Il tempus fuggit è dato dai segnali delle stagioni, dall’alternarsi dei paesaggi, a tal proposito vi è un bel naturalismo descrittivo nelle sue ricerche di luce, nei suoi tentativi di sconfiggere le tenebre, che adombrano e quasi delineano la comparazione ai tempi felici della giovinezza in cui: “L’aria è vapore: Le stelle dipingono angoli di cuore:/e le trascorse stagioni/ riaffiorano come parole evanescenti./ (pag 21 senza titolo). L’alternarsi dell’esistente e dell’assente, della luce e dell’ombra, del giorno e della notte, del silenzio e del frastuono sono ripresi dall’autore poi in un altro testo che lascia intendere l’essere e il divenire come entità che mutano, in continuo dissociazione di pensieri… “cosa dire? cosa pensare? La notte”.

Sullo sfondo vi permane un senso di torpore e di abbandono non manifesti, che però l’autore fa riemergere nell’alternarsi nitido dell’alba, con le sue gioie e i dolori, verità e falsità, vita e morte attraverso i quali si giunge a “sentieri inondati dall’alba./ La luce rinasce”. Michele Miano nell’ultima parte della silloge rivela una meditazione più profonda sul dramma della vita: “Dove cerchi ordine trovi il disordine. /Dove credi di raccattare un po’ di serenità/ trovi il tormento/. Ho provato a immaginare città invisibili”. Qui si giunge alla concreta lacerazione del poeta a fronte del suo male, nel triste e solitario peregrinare dei sensi, nei dubbi, negli agguati, nelle rinunce, nelle assenze egli intercetta la minima gioia che è sempre di breve durata. Il quotidiano è un armistizio che è bene cogliere per combattere con la realtà arida e aggressiva che ci tende agguati e tranelli.

Vi è un testo particolarmente elogiativo, che dà il massimo della resa stilistica di Michele Miano.

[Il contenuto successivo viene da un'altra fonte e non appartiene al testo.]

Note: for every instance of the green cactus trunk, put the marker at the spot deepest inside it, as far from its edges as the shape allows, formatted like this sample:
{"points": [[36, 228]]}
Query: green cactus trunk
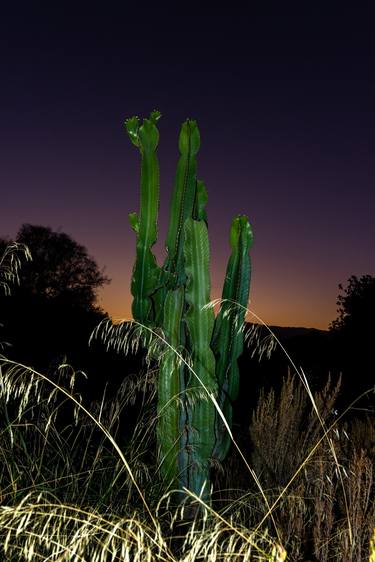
{"points": [[175, 299]]}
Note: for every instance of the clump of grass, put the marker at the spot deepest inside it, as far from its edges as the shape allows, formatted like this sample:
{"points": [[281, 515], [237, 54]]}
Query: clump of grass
{"points": [[71, 492]]}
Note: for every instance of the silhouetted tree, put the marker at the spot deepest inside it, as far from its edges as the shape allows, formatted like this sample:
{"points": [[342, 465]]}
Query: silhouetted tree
{"points": [[354, 332], [356, 306], [51, 313], [60, 270]]}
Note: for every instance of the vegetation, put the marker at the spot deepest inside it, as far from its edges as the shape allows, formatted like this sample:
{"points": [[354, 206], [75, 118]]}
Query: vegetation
{"points": [[75, 487]]}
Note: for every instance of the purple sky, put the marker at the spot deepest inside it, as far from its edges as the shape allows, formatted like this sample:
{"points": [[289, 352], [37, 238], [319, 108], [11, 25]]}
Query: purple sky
{"points": [[285, 108]]}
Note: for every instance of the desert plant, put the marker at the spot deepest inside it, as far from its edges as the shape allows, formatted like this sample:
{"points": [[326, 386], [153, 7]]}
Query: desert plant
{"points": [[175, 299]]}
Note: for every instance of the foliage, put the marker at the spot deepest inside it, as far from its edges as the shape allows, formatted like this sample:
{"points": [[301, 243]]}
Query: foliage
{"points": [[356, 306], [60, 268], [51, 311], [175, 299]]}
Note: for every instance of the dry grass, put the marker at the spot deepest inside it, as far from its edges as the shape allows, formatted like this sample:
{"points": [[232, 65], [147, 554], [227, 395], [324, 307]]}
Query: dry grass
{"points": [[72, 490]]}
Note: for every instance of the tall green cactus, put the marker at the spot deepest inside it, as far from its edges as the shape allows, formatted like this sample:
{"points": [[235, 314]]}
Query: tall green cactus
{"points": [[175, 298]]}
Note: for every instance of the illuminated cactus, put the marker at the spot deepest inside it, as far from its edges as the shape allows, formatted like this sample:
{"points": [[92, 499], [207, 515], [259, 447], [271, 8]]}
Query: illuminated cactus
{"points": [[175, 298]]}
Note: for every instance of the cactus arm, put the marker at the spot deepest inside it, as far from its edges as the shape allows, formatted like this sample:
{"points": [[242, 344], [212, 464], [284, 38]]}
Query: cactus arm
{"points": [[183, 197], [169, 390], [146, 273], [227, 341], [200, 321], [200, 203]]}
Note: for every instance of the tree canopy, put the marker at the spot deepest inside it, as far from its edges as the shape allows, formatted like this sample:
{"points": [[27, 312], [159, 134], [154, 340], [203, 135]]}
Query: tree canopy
{"points": [[60, 268], [356, 306]]}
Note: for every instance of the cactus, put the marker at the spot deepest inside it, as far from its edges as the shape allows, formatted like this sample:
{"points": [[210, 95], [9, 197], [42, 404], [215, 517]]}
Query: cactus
{"points": [[175, 298]]}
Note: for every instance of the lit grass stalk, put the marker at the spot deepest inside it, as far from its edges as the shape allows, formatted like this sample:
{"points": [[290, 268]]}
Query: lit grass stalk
{"points": [[18, 367]]}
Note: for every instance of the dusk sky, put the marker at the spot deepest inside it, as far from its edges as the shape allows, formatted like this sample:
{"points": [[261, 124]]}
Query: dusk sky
{"points": [[285, 104]]}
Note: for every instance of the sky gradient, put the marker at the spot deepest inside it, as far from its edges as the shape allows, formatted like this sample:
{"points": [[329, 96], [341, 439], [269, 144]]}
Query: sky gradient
{"points": [[285, 107]]}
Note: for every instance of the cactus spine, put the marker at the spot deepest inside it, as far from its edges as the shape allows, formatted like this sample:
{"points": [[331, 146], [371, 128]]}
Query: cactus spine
{"points": [[175, 298]]}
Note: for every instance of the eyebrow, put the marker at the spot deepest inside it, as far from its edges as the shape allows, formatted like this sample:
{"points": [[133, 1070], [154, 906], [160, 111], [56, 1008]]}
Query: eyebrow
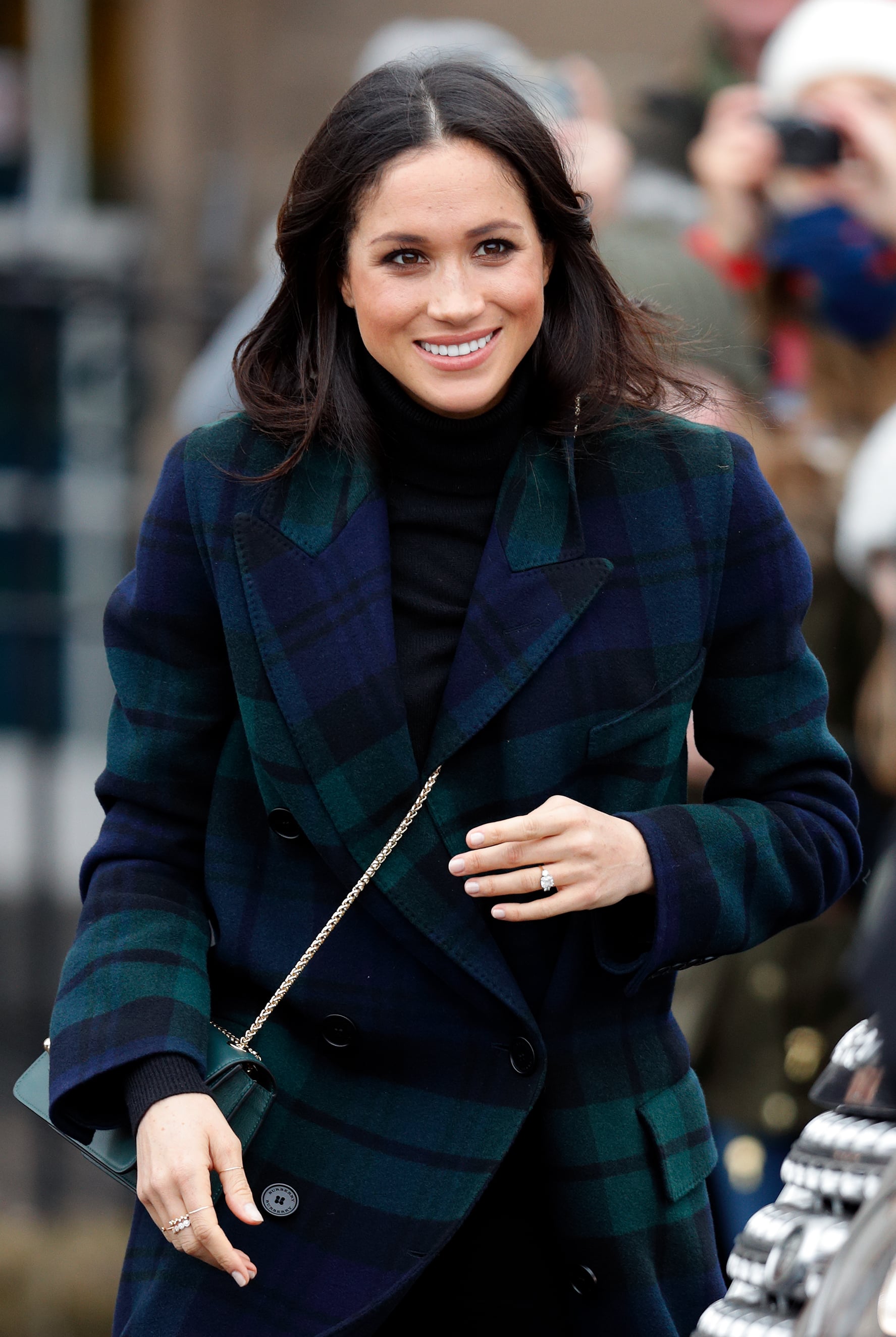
{"points": [[416, 238]]}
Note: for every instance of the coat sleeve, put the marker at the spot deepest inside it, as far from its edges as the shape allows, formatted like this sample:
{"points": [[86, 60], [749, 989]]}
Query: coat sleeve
{"points": [[135, 981], [775, 840]]}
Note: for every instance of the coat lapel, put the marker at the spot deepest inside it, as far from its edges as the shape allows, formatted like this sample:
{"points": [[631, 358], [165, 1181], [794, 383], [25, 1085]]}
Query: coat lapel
{"points": [[316, 573], [534, 582], [314, 562]]}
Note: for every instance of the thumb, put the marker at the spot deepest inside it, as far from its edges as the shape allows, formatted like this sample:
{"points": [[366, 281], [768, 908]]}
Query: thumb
{"points": [[236, 1186]]}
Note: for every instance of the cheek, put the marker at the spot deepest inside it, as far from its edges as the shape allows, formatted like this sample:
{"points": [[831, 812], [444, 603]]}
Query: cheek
{"points": [[522, 296], [383, 308]]}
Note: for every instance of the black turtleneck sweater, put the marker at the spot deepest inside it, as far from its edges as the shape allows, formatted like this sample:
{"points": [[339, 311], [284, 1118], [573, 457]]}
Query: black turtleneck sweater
{"points": [[442, 482]]}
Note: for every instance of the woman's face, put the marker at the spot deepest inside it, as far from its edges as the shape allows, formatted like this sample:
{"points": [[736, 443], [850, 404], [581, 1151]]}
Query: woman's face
{"points": [[446, 273]]}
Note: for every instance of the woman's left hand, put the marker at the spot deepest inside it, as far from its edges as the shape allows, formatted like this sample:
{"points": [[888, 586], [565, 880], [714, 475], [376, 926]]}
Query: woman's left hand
{"points": [[594, 859]]}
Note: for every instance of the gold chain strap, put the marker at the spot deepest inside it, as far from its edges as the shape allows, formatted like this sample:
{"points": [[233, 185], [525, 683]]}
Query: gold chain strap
{"points": [[335, 918]]}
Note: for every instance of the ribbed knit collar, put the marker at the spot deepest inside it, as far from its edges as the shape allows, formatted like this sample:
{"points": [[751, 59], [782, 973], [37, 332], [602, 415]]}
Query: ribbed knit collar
{"points": [[462, 456]]}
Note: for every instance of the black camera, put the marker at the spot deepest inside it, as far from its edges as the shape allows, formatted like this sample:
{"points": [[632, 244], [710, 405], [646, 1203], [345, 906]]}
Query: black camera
{"points": [[806, 142]]}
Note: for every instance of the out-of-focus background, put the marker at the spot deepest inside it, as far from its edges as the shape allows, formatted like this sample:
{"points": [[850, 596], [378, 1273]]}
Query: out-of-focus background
{"points": [[145, 147]]}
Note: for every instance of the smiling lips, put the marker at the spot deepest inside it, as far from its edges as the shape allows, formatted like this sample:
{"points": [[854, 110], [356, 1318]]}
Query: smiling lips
{"points": [[468, 352]]}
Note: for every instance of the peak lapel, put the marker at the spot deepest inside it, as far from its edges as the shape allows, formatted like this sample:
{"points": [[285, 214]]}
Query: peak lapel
{"points": [[314, 566], [534, 582]]}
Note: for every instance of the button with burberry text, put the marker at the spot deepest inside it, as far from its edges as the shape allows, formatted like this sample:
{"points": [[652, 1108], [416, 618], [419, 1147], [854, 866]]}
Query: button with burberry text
{"points": [[279, 1200]]}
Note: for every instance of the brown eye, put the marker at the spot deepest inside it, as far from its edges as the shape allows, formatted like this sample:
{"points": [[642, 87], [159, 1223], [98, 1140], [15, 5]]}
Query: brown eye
{"points": [[493, 248]]}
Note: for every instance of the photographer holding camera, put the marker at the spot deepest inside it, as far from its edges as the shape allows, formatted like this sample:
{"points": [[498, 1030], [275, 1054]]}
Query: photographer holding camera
{"points": [[800, 180], [799, 173]]}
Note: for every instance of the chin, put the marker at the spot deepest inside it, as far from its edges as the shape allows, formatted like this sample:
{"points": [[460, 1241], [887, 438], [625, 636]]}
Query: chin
{"points": [[452, 400]]}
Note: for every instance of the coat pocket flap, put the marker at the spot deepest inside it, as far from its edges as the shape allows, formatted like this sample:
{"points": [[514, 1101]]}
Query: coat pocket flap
{"points": [[680, 1126]]}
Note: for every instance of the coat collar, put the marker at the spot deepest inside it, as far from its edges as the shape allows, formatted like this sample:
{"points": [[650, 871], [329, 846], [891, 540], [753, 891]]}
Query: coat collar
{"points": [[314, 563]]}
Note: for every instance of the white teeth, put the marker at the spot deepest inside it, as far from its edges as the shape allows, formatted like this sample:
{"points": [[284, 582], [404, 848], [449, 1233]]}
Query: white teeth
{"points": [[456, 349]]}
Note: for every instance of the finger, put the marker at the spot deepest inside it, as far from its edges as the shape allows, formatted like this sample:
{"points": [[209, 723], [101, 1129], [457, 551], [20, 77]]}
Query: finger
{"points": [[514, 855], [522, 883], [205, 1239], [542, 821], [547, 907], [227, 1158], [240, 1200]]}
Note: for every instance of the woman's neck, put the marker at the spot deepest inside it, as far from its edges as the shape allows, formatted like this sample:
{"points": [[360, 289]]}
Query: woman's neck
{"points": [[446, 454]]}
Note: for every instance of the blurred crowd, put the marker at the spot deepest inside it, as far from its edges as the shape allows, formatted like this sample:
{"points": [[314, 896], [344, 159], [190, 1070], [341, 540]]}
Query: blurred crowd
{"points": [[752, 202], [756, 207]]}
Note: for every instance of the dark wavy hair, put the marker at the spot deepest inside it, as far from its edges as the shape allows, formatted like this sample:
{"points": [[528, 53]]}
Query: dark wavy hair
{"points": [[297, 372]]}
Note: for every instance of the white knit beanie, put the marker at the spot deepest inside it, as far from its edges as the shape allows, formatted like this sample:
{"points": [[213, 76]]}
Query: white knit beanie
{"points": [[825, 38], [867, 520]]}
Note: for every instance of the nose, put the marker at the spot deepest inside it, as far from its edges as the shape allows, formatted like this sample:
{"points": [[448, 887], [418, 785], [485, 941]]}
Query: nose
{"points": [[455, 297]]}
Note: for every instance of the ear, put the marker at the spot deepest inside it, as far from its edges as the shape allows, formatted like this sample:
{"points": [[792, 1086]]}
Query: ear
{"points": [[549, 252], [345, 289]]}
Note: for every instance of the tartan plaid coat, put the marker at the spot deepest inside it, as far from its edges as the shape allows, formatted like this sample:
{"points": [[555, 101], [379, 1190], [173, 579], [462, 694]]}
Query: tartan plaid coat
{"points": [[256, 672]]}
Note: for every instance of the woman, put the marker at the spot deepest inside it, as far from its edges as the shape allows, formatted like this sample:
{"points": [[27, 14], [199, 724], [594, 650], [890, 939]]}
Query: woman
{"points": [[398, 558]]}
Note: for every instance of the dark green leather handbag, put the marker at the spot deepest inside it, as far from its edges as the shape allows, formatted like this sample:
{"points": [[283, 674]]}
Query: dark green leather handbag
{"points": [[237, 1078]]}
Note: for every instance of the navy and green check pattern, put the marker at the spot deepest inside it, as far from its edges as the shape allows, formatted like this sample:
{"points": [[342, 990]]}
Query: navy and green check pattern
{"points": [[254, 664]]}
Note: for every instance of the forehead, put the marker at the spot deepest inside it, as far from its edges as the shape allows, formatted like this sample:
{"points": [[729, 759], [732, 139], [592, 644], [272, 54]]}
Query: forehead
{"points": [[447, 185], [872, 85]]}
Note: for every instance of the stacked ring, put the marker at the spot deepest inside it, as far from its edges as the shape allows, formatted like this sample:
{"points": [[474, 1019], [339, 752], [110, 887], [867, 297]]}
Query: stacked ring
{"points": [[182, 1222]]}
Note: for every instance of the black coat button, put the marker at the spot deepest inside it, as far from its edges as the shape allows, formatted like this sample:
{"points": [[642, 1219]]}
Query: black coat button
{"points": [[339, 1031], [582, 1278], [522, 1057], [283, 823]]}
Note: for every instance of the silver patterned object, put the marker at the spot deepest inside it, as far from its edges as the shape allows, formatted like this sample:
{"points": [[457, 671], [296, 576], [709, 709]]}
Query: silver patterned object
{"points": [[836, 1166]]}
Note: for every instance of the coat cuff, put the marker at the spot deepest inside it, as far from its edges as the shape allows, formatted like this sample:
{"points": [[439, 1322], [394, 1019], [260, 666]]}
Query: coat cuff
{"points": [[157, 1078], [640, 936]]}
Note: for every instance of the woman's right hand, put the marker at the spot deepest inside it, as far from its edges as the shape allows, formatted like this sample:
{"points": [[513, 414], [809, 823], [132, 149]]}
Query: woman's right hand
{"points": [[733, 158], [180, 1141]]}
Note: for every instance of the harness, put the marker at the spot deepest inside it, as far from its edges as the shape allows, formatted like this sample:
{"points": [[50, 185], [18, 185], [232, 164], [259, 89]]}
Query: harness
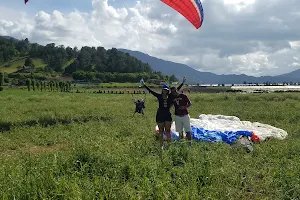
{"points": [[139, 105]]}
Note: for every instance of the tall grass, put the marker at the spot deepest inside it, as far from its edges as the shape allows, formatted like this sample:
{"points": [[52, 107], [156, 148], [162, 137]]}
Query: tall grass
{"points": [[88, 146]]}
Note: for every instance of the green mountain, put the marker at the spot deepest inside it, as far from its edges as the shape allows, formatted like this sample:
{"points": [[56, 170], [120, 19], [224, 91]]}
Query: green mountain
{"points": [[20, 59]]}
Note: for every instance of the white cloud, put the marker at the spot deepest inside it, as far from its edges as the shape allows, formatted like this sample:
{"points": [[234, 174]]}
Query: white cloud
{"points": [[238, 36]]}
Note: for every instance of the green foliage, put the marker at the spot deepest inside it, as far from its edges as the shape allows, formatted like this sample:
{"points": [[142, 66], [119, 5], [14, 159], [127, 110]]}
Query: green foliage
{"points": [[87, 146], [88, 63]]}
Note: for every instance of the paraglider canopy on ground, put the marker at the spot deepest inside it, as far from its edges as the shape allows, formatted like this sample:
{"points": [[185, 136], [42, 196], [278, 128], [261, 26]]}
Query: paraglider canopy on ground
{"points": [[228, 129]]}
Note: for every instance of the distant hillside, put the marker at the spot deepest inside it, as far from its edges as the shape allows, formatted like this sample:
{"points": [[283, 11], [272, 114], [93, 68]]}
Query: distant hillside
{"points": [[20, 59], [195, 76]]}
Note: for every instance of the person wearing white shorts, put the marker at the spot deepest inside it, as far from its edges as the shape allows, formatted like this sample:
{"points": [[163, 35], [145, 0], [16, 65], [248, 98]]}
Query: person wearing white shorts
{"points": [[182, 123], [182, 117]]}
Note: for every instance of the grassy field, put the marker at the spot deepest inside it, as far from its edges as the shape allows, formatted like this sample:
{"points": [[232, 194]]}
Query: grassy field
{"points": [[19, 63], [88, 146]]}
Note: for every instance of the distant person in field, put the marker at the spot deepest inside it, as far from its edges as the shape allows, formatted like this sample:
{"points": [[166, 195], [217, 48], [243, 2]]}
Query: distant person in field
{"points": [[139, 105], [182, 117], [163, 114]]}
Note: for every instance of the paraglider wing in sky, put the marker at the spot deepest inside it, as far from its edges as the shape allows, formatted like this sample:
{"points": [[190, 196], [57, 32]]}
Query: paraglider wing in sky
{"points": [[192, 10]]}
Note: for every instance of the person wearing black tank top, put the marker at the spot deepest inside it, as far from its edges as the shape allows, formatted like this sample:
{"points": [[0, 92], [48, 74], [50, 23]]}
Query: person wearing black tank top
{"points": [[163, 113]]}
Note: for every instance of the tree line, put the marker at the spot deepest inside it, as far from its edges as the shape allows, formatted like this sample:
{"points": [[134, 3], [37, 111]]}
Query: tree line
{"points": [[61, 86], [87, 63]]}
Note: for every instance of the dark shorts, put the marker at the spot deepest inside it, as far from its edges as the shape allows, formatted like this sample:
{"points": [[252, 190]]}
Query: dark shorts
{"points": [[163, 116]]}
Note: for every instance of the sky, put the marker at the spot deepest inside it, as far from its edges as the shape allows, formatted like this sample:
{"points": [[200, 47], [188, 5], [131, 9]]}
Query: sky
{"points": [[252, 37]]}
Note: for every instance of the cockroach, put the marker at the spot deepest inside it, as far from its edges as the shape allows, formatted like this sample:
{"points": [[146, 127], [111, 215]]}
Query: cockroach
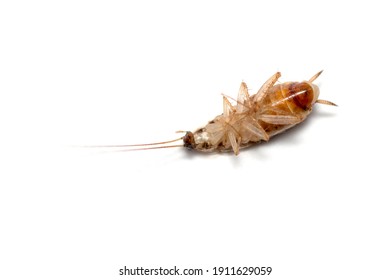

A pag. 27: “Non chiedermi mai/ quale sarebbe stato il nostro porto di rugiada” /…/ (certamente intesa come lenimento e conforto), e il testo continua con “Oltre, il mio orizzonte,/ le risposte che non ho/ in un quaderno ancora senza titolo”.

Due parole a proposito dello stile che si rivela semplice, accessibile, trasparente e appassionato, e riflette l’abbrivio di un tono naturalistico/sentimentale non estraneo alle vie del cuore che di frequente sfocia in metafore di descrittivismo simbiotico tra il creato e l’uomo, spaziando in una trascendenza che l’autore esplicita con temi e visioni dell’oltre. La sua sensibilità capta i segnali del mondo che aprono squarci azzurri nell’anima… da qui la sua malinconia contenuta, rarefatta, quasi aggrumata in un sotterraneo sentire che è snodo visionario della sua ispirazione; eppure mordace, illimpidita da una rara perizia mnemonica che vivacizza e rende per sintagmi la pena che sembra avvolgere tutta la sua poesia in un alone immaginifico, quasi alato, lieve e sincero, mai piatto, né scialbo, ma fortemente intenzionato a profilarsi come intuizione lirica.